Information Gathering/Footprinting is crucial in the whole process of penetration testing.More the information gathered about the target(application/user), more is the probability that appropriate results are obtained. Many tools are available for footprinting which I will be sharing in this post.
Information gathering is not just one phase in security testing! Its an art where each one of us should be a master shifu at gathering relevant info for a better experience in the whole process of Penetration testing.
This post would give you a glimpse of footprinting like, what is footprinting? Purpose of footprinting? What does an attacker gain from footprinting? The various information that can be gathered and how could that be useful in attacking/securing an application or a website.
Ok let me give you a generic example, If a theif wants to rob a bank how does he plan his moves? Will he directly go to the bank and rob without a plan or will he plan by collating all the information required to execute the plan successfully?
The theif would plan by collecting the information from different sources like security loopholes and other required information. Once he plans his moves he would be ready to execute his plan and would go ahead with robbing the bank.
Without this information it would be very difficult for a robber to successfully rob a bank.
Cautionary note: This is only an example. Please use the information wisely and for the purpose of learning only.
Reconnaissance is one such way of collecting the information about an organization/application. The basic reason behind Information gathering here in security context is to learn about the architecture, infrastructure, design, security loop holes of an organization or any application..
There are 2 ways of collecting various information about an organization or 2 types of footprinting,
I would be explaining about different ways of gathering information in both the ways using different variety of tools and techniques.
1. Whois is a widely used Internet record listing that identifies who owns a domain or who has registered that particular domain and how to contact them. The Internet Corporation for Assigned Names and Numbers (ICANN) regulates domain name registration and ownership. Whois records have proven to be extremely useful and have developed into an essential resource for maintaining the integrity of the domain name registration and website ownership process.
A Whois record contains all of the contact information associated with the person, group, or company that registers a particular domain name. It also provides information about when was a particular domain registered or getting expired, and when was the last update made on that domain and sometimes this records may also provide the administrative and technical contact information.
2. Metagoofil is an information gathering or footprinting tools used for extracting information or data which is publicly available on internet belonging to company. INformation can be of any formats like pdf,xls,ppt,doc and much more. Basically metagoofil performs google search in obtaining different files it also uses different file type libraries like PDFMiner which have an index of different PDF files and others. It also provides very useful information like usernames which would in turn be helpful for brute force attack and other information like versions of different softwares and servers being used.
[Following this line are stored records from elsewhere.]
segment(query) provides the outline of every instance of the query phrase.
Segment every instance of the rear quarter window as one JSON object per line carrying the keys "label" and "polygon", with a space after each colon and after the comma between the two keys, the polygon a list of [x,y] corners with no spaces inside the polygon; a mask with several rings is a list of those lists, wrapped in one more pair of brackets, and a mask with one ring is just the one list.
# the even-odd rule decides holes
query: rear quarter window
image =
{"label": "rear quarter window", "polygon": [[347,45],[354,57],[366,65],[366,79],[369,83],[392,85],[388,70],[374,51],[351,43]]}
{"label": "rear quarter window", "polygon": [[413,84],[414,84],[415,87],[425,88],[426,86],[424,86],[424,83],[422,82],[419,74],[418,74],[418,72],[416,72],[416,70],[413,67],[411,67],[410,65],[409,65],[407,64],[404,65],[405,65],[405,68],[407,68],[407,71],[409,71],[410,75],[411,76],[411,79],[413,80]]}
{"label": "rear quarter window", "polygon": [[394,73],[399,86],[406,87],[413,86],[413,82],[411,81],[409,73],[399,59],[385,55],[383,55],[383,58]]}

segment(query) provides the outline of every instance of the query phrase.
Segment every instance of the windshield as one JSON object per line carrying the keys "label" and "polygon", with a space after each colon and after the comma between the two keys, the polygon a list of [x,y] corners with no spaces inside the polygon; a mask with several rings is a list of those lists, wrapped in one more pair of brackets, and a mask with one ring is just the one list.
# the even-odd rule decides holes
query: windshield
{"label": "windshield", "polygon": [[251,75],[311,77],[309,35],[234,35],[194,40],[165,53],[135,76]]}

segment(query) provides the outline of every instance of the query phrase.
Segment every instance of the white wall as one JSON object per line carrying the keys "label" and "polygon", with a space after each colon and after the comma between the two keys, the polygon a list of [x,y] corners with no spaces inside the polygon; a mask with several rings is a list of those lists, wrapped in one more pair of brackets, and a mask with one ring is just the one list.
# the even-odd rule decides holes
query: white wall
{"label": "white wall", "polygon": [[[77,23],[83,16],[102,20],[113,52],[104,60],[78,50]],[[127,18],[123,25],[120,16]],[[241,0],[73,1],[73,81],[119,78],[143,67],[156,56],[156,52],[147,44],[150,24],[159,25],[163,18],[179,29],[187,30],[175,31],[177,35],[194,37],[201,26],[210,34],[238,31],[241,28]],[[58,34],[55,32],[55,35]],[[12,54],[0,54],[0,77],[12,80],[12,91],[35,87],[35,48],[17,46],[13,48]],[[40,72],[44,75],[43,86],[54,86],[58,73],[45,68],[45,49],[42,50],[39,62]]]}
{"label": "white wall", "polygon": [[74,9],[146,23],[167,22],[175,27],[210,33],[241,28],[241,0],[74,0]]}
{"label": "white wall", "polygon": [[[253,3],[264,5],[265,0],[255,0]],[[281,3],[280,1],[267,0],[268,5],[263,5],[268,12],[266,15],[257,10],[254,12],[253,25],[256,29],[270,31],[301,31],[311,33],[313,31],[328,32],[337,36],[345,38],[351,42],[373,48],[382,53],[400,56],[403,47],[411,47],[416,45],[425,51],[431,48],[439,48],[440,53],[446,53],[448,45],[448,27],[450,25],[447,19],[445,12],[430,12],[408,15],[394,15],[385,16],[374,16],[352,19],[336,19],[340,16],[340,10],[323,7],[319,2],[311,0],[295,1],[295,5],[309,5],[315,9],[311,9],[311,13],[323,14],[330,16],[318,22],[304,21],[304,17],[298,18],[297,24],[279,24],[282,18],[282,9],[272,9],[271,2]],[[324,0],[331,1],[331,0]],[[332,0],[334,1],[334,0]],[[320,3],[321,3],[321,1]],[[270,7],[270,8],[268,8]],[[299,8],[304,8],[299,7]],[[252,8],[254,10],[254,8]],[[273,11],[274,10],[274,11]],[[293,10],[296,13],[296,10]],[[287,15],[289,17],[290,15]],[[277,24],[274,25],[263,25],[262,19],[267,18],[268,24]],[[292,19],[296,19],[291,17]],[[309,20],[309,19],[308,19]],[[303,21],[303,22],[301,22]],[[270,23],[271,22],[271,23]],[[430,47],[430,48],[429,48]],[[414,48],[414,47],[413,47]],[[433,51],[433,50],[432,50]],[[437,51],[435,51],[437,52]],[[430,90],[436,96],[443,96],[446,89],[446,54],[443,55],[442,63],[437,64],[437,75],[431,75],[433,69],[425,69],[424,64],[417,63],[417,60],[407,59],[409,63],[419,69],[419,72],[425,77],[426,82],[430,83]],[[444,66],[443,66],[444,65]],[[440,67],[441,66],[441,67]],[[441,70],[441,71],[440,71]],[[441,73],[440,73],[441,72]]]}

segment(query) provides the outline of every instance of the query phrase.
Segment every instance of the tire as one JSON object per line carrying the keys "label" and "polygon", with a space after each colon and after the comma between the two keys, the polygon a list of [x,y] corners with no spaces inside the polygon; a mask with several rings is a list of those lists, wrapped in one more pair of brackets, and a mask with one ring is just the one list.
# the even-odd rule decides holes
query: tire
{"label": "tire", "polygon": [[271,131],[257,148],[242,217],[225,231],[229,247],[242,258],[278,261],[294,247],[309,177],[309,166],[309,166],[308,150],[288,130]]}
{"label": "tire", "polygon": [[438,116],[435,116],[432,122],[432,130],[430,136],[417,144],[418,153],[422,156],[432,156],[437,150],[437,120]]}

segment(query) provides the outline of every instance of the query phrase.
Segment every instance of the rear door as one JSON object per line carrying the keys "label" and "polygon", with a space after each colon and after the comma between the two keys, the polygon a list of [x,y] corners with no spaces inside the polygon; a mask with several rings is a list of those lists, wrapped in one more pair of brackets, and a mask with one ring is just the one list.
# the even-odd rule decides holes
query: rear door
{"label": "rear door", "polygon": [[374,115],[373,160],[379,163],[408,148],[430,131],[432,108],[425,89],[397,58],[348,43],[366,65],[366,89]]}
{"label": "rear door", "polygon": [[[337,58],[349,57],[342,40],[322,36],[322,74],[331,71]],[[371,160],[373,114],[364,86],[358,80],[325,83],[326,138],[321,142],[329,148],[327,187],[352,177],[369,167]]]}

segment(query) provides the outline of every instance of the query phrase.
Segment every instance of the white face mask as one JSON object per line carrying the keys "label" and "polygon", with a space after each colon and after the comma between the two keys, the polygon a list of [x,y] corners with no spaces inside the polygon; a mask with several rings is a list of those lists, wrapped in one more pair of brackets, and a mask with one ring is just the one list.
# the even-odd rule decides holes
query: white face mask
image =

3. The Harvester is also used for information gathering where it helps you in extracting the email address and subdomains of a particular target, Harvester is an simple python script which searches information from giant search engines like Google, Yahoo, Bing and much more.
4. Nmap can be extensively used for information gathering with the help of Nmap Scripting Engine. It can he helpful in basic information about the target like IP address and the ports open and services running, it can be used in determining the information like whois over an nmap console which we discussed earlier, it is also used in harvesting email addresses which discussed earlier(The Harvester), it also helps in discovering additional host names or sub domains that exist on the same server. You can learn more on Namp and other tools on my previous post(Security testing for beginners)
5. A search engine named Bing(http://bing.com) by Microsoft has a unique feature where in which it could help hacker in enumerating all hostnames which bing had indexed on that server or specific IP address. We can easily use it parameter IP: followed by IP address of the server where in which it provides all the websites hosted on that server. An alternative to the same would be Reverse IP lookup
6. Blackwidow and HTTrack Website copier is used in better understanding of the website flow as it can be used in cloning the entire domain and could help in offline debugging and to perform tests on local. It can be used in the cases where the server responds only on a particular network.
7. One of the easiest and craziest way would be Social Engineering. It is an art of wangling people to reveal confidential information which is not supposed to be told out. It involves gaining the trust of an individual in order to obtain confidential information. Social Engineering is a non technical attack but involves tactics for making a victim get trapped. This is an art of gaining important information about an organization, its employees Department, Extension, Email, Role, Phone number etc.
For more information you can have a look at my previous post What is Social Engineering which can give interesting insight on how anyone can be victimised.
I could conclude as, Information Gathering or Footprinting or Reconnaissance is the initial step for penetration testing, more the information you gather more you would be successful in performing the penetration tests. If you are interested in learning further, I would suggest you to start using Kali-Linux or BackTrack!